Kenya’s Auditor-General has urged lawmakers to reinstate budget cuts, warning that reduced funding could impair the office’s ability to deliver timely and quality audit reports critical for effective oversight of public finances.
In an appeal to the National Assembly’s Budget and Appropriations Committee, Auditor-General Nancy Gathungu said the proposed allocations for the 2024/25 fiscal year and cuts to the current year’s budget risked undermining her office’s constitutional mandate.
“We agreed to prioritize the Mombasa Regional Office, but it is also imperative we start the preliminary planning for the Headquarters,” Gathungu told the committee chaired by Hon. Ndindi Nyoro. “I would request an allocation of KES 500 million for the OAG Headquarters project out of the estimated project cost of Kshs. 6 billion, to enable us commence the process.”
The Auditor-General’s submission comes amid intensifying scrutiny over the use of public resources, with the office playing a pivotal role in flagging irregularities and holding government entities accountable. A well-resourced audit function is seen as crucial for maintaining fiscal discipline and combating graft.

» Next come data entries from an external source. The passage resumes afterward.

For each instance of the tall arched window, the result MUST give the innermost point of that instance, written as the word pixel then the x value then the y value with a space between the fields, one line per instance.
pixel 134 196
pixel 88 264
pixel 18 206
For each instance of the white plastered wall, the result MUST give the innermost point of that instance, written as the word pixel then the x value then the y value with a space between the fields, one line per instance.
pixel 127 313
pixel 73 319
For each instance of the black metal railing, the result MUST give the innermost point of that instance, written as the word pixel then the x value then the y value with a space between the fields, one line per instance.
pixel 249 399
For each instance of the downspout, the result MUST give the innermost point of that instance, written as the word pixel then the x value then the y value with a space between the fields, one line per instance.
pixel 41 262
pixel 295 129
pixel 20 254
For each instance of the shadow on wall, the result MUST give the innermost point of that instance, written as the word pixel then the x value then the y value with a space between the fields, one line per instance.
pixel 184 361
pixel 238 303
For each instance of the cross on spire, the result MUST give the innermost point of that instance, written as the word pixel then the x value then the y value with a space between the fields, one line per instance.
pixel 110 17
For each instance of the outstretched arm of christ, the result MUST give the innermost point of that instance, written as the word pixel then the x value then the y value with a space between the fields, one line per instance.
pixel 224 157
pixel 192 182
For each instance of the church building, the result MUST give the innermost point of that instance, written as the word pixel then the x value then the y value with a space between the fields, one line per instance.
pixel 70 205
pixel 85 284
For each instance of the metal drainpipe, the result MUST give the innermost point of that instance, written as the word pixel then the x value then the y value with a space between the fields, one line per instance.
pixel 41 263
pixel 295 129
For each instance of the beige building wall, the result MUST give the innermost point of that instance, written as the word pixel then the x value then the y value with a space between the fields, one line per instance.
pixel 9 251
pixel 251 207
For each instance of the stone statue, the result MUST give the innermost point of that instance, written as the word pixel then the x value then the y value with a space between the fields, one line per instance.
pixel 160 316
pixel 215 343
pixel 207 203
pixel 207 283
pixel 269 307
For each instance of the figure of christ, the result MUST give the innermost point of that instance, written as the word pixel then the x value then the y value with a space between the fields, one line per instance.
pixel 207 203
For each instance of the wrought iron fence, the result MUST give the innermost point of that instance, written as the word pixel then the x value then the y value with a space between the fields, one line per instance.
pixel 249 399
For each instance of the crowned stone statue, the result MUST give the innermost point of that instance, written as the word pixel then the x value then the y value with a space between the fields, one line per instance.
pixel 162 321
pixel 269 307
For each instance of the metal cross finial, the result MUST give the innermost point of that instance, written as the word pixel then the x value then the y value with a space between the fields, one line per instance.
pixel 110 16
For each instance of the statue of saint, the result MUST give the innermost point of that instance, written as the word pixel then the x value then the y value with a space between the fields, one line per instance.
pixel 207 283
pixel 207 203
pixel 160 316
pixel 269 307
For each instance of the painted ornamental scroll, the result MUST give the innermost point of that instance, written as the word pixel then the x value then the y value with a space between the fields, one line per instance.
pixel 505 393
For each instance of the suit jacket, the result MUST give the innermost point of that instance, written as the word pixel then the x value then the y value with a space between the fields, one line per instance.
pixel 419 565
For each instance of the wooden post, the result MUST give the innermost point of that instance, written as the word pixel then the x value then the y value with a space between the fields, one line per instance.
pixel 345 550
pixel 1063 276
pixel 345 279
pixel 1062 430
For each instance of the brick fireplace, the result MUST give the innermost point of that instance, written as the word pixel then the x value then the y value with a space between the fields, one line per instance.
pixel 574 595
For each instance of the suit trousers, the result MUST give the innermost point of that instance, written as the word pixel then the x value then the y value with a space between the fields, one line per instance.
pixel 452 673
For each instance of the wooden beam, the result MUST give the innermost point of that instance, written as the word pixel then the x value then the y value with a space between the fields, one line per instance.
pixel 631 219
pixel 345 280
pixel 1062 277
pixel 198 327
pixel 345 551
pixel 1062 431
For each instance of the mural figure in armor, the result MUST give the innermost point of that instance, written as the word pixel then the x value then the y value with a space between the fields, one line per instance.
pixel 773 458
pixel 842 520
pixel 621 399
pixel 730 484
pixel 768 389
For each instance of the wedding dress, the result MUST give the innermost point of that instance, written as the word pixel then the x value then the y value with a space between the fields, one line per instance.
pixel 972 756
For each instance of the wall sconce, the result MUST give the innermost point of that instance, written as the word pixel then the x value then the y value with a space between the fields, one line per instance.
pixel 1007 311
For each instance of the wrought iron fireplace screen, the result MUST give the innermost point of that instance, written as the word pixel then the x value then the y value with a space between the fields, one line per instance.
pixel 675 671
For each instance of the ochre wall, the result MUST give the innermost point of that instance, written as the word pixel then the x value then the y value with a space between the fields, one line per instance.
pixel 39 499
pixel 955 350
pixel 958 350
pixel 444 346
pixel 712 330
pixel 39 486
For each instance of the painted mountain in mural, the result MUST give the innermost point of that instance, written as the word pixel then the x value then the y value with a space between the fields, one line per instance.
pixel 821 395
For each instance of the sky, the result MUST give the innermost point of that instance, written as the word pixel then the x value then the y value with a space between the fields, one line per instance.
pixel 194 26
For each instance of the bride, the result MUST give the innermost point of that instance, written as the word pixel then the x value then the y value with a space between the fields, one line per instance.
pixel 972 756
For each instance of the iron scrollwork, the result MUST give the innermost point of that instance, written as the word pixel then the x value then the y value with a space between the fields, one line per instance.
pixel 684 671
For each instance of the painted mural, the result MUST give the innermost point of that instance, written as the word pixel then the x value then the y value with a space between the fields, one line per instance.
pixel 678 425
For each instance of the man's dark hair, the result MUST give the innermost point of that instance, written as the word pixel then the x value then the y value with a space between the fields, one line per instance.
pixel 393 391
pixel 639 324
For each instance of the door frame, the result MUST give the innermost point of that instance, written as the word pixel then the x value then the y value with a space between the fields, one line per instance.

According to Gathungu, the 2024 Budget Policy Statement had allocated her office KES 8.6 billion, including KES 8.28 billion for recurrent expenditure and KES 315 million for development. However, the proposed estimates have reduced the recurrent budget to KES 8.21 billion, affecting areas such as training, supplies, and operational expenses.
“With the delays, the costs are escalating, and we are incurring more in terms of leases,” Gathungu said, referring to the long-delayed plan to construct the office’s headquarters in Nairobi, initially estimated at KES 6 billion in 2014.
While welcoming an enhancement of KES 278 million for personnel emoluments, the Auditor-General noted that the allocation remained KES 84.5 million short of the estimated Kshs. 5.26 billion required, potentially impacting the planned recruitment of 150 audit associates.
Hon. Samuel Atandi questioned the need for additional personnel, suggesting investing more in technology to cut expenses. Gathungu responded that her office was leveraging technology but continued to outsource and recruit additional staff to meet the audit demands.